The overall objective of this project is to test the efficacy of an innovative multi-component intervention aimed at reducing the risk for adverse health outcomes among caregivers of older survivors with spinal cord injury or disability, and to improve the well being of the spinal cord-injured survivor. In a three-group, randomized, controlled design providing access to information, resources, and support, we predict that the dual target approach will have a greater positive impact on both the caregiver and survivor than the caregiver-only approach, and that both active treatments will be superior with respect to caregiver outcomes than an information-only control condition.

Condition	Intervention
Spinal Cord Injuries	Behavior: Education on effects of SCI  Behavior: Access to local and national SCI-related resources  Behavior: Intervention sessions on physical/social health  Behavior: Peer support group discussions

Further Study Details: 

Primary Outcomes: Mood (survivor and caregiver) (6 and 12 months); Burden (caregiver) (6 and 12 months); Secondary conditions (survivor) (6 and 12 months)
Secondary Outcomes: Knowledge (survivor and caregiver) (6 and 12 months); Social support and social activities (survivor and caregiver) (6 and 12 months); Quality of care (survivor) (6 and 12 months); Safety and mobility (survivor) (6 and 12 months)
Expected Total Enrollment:  432

The specific aims of this project are to:

1. Assess the impact of a dual target (caregiver and care recipient) intervention compared to a traditional caregiver-only intervention strategy.
2. Assess causal linkages between the treatment components (e.g. knowledge, social support) of a multi-component intervention and specific treatment outcomes (e.g. caregiver depression, quality of life).
3. Explore cultural and racial differences in the evaluation of and effectiveness of the different treatment approaches.

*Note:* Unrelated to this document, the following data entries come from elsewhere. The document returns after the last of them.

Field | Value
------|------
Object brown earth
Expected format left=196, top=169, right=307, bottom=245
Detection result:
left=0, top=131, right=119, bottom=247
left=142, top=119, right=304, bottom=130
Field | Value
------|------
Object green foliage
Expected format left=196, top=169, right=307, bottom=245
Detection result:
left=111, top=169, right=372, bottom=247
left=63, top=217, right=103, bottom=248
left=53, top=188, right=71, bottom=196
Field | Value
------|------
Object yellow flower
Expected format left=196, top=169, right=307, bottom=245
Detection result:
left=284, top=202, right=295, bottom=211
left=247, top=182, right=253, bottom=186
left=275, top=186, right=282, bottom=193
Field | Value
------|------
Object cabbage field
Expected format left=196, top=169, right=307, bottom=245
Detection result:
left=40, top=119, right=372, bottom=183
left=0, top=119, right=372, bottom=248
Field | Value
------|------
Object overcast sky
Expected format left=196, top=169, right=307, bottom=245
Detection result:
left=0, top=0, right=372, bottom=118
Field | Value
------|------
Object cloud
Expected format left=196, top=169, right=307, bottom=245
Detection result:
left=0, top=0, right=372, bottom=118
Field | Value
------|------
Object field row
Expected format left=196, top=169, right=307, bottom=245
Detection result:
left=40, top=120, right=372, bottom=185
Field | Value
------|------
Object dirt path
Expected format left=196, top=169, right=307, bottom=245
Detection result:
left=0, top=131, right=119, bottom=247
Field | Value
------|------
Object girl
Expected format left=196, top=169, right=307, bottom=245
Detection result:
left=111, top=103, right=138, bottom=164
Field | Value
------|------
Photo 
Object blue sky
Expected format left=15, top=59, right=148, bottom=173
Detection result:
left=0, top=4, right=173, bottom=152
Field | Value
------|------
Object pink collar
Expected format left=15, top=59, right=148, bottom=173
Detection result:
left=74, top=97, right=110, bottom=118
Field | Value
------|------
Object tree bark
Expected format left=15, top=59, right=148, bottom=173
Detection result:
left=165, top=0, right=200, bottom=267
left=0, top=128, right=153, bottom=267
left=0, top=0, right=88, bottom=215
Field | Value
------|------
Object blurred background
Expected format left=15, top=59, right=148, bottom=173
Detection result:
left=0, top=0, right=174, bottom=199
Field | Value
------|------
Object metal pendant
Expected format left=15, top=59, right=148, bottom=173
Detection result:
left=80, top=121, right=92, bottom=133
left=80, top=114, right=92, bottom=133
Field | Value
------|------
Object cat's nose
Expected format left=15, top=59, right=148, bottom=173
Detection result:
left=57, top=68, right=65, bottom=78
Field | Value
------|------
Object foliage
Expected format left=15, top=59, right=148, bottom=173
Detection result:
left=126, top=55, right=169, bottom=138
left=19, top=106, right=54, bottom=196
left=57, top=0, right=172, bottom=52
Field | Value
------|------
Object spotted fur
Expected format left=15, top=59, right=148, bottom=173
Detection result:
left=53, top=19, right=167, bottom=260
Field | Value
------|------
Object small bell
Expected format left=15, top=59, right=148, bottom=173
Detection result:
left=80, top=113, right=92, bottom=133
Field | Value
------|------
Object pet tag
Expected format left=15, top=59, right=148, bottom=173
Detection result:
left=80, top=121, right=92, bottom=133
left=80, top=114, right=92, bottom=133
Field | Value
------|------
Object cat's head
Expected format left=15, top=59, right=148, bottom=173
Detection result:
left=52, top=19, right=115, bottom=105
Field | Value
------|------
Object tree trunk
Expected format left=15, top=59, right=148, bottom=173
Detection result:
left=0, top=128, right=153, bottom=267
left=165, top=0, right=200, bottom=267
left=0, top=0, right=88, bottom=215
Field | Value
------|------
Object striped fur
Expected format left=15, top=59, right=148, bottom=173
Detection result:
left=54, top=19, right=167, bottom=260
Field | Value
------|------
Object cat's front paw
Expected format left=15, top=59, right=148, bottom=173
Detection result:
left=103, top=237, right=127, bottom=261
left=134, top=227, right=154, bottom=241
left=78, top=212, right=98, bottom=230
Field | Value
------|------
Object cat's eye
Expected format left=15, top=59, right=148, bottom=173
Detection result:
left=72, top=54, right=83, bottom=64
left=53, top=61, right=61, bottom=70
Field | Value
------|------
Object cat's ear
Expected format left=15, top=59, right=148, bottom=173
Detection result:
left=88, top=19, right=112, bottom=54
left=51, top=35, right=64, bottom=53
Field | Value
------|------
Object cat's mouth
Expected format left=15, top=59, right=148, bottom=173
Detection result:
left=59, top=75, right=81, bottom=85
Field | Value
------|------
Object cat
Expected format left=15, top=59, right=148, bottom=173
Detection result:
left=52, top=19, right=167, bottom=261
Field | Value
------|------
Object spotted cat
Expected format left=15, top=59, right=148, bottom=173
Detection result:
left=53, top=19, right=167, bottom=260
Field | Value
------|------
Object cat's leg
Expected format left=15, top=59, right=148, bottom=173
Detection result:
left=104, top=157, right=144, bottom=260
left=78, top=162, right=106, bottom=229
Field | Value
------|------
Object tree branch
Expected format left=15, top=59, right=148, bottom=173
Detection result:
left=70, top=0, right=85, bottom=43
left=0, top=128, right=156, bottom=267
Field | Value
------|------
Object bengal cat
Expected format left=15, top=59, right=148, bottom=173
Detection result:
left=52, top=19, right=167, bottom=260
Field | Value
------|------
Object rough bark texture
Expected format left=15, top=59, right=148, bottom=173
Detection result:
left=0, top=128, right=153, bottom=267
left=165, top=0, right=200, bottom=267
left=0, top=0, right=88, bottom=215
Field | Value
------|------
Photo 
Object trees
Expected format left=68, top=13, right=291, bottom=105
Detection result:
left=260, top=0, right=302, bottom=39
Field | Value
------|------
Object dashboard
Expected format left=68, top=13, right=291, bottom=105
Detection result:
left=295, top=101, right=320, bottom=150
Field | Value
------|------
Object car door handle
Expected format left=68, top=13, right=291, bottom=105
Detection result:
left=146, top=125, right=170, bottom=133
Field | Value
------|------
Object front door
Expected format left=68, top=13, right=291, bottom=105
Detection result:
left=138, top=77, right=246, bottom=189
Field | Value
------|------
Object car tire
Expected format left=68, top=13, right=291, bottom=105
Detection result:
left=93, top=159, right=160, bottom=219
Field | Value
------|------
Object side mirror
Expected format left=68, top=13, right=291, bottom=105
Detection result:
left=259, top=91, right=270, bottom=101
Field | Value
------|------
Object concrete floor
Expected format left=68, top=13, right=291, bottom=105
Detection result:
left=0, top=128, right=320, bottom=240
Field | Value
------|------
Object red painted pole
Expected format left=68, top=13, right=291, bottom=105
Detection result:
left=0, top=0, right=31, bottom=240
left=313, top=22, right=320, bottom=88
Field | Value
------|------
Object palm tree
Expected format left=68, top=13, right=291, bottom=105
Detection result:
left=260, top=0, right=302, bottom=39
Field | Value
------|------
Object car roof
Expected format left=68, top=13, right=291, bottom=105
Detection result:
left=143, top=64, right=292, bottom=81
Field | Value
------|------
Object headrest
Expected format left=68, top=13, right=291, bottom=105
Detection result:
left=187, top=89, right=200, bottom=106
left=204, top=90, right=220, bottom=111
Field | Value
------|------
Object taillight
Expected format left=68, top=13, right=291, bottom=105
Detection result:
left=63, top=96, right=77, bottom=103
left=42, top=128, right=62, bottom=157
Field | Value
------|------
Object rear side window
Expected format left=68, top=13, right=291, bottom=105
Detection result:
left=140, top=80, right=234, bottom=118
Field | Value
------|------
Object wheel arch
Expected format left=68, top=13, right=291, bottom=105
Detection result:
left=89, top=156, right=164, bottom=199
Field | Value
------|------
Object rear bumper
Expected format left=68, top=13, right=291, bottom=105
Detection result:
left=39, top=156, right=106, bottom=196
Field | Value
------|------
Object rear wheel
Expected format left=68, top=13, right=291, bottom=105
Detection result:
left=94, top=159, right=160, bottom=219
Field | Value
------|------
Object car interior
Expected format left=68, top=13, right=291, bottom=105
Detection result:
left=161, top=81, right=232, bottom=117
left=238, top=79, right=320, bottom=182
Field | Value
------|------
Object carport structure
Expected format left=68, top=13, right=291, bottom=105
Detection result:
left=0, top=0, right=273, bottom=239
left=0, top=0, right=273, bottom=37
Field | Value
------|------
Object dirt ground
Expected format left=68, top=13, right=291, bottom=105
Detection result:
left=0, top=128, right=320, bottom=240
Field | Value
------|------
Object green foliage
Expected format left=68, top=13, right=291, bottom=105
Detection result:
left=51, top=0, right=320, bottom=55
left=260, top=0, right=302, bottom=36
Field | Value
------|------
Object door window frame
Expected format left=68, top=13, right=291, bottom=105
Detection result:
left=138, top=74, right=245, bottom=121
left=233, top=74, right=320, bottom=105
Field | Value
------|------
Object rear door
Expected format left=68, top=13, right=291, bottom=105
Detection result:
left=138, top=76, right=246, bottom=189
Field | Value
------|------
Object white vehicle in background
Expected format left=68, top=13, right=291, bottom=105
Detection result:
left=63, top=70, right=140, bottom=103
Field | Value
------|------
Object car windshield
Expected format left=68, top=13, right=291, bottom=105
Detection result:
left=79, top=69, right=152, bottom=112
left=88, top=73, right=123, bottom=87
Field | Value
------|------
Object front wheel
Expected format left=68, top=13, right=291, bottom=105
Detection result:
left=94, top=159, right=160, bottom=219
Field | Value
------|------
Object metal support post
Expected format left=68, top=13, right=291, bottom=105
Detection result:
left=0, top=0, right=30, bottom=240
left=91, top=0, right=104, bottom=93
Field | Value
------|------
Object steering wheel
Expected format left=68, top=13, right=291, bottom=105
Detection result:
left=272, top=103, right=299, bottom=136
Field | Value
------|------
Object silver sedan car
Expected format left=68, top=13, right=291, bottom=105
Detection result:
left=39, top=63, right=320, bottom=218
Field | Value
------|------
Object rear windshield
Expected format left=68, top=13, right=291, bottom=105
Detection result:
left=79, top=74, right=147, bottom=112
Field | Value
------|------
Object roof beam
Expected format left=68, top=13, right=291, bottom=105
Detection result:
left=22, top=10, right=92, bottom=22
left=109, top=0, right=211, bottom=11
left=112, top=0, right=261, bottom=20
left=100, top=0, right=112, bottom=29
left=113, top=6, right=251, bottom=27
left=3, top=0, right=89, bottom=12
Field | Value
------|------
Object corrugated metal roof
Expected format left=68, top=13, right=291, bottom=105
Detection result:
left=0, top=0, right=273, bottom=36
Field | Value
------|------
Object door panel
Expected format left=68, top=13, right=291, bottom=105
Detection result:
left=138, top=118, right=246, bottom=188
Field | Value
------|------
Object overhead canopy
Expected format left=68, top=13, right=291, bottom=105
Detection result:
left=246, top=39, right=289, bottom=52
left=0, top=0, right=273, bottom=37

Overall, the issues affecting management of SCI/D in later life are complex and hold critical implications for the health of the long-term survivor as well as for those who provide care in the home environment. Large numbers of individuals are living with the effects of SCI/D for decades post-injury. In addition to the health-related complications that typically accompany older age, these individuals are especially vulnerable to co-occurring medical conditions that require high degrees of support and maintenance. Consequently, older caregivers face multiple and often extreme challenges in providing support to the SCI/D survivor at a time in their lives when their own abilities may be compromised due to age-related changes in health and functioning.

The multi-faceted burden faced by caregivers is associated with high levels of depression and anxiety as well as the onset of deleterious physical symptoms. The cumulative effects of such multiple stressors over time all too frequently leave the caregiver unable to continue providing the level of support necessary to maintain their partner’s health in the home environment. In order to circumvent the additional distress certain to accompany such a family separation, Elliott et al. (2001, p. 230) recently concluded that “there is a pressing need for interventions that help family [SCI] caregivers address the routines and tasks essential to maintaining family functioning.”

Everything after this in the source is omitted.